DOĞRU BİLMEK, YANLIŞ YAPMAK

   Yanlışı bildiğimiz halde yapmaya devam ederiz;

   Neden?

   Yapılan araştırmalar insanları doğru davranışlara iten gücün sadece “bilmek” olmadığını ortaya koymuştur.

   Sorun çözümü bilmekten geçmemekte, sorunun çözümü bildiğini uygulamaya koymaktan geçmektedir.

   Kırmızı ışıkta geçmenin yanlışlığını, kırmızı ışık ihlalini yapanlar da bilmektedir. Fakat yanlış olduğunu bildiği şeyi yapmakta hiçbir sakınca görmemektedirler.

   Sokaklara çöp atmanın yanlışlığını, bu yanlışı yapanlara sorduğumuz zaman;

   Hiç biri de “bunun yanlış olduğunu bilmiyordum” demez, aksine yaptığının yanlış olduğunu söyler,

   Fakat o yanlışı yapmasının sebebini de söyler. O yanlışı yapmasına sebep olan etmenleri size arka arkaya sıralar.

   İnsanları doğru davranışa iten ana sebebin “bilmek” değil, bildiği doğruları cesaretle ve kararlılıkla uygulamaya koyma alışkanlığından geçmektedir.

   Bu alışkanlık zahmetlidir.

   Bu alışkanlık kararlılık ve süreklilik ister.
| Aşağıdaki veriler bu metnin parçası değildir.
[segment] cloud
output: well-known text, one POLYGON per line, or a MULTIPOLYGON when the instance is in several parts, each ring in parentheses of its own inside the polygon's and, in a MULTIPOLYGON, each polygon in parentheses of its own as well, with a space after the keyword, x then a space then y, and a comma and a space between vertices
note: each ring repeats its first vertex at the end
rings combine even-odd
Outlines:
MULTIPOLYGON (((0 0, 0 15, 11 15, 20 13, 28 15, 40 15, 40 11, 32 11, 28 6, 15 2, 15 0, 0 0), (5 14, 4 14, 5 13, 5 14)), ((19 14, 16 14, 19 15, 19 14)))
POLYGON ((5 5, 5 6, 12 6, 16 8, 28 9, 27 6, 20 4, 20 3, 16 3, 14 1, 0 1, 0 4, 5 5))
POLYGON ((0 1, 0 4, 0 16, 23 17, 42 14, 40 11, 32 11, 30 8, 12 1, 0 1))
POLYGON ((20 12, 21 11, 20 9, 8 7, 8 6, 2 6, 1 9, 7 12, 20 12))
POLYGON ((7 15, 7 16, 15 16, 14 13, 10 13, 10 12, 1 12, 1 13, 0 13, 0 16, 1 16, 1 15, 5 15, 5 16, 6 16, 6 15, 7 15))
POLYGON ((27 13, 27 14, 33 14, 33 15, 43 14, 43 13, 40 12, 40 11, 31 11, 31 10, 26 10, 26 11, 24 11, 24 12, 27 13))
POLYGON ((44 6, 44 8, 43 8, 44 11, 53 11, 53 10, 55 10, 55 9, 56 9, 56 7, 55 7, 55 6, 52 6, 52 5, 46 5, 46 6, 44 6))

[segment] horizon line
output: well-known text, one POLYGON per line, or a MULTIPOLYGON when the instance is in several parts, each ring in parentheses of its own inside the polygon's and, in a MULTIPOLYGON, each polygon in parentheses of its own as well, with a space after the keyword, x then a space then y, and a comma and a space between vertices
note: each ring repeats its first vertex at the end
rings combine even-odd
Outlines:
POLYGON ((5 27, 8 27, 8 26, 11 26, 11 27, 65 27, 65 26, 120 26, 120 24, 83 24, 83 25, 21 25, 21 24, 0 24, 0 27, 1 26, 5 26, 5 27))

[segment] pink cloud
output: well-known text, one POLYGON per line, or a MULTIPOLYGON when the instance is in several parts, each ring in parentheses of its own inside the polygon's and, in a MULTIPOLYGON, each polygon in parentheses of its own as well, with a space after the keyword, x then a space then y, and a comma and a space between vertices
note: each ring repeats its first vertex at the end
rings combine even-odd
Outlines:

   Bu alışkanlık daimi bir güç gerektirir.

   Bu alışkanlık insanlarda tek yönlü değil, çok yönlü düşünme becerisini de gerektirir.

   Çok yönlü düşünme kültürün ta kendisidir.

   Bunun için okuma

   Gezme

   İnceleme

   Gözlem yapma ve iletişim kurma etkinliklerinin olması gerekir.

   Bu etkinlerin vasat olduğu toplumlarda, doğru olarak kabul edilen değerlerin uygulamasının ne denli zor olduğunu araştırmalar bize göstermektedir.

   Sorunun çözümü için bildiğini uygulamaya koyan bir cesaret ve güç gerekecektir.

   Bu ise toplumsal disiplin ve dinamizmdir.

   Bu disiplin ve dinamizmi yakalayan toplumlar çağdaş toplumular olarak görünmekte, diğerleri ise kapalı toplumlar olarak addedilmektedir.

   Bu gerçeğe sırt dönemeyiz…

   Toplumumuzu daha ileri düzeye taşıyacak olan dinamizmin yakalanmasında üzerimize düşeni bir an bile tereddüt etmeden uygulamalıyız.

   Yoksa

   Yoksa

   Cennet vatanın hak etmediği bireyler olarak kalmak…

   Acı gelecek, bize rahat vermeyecektir.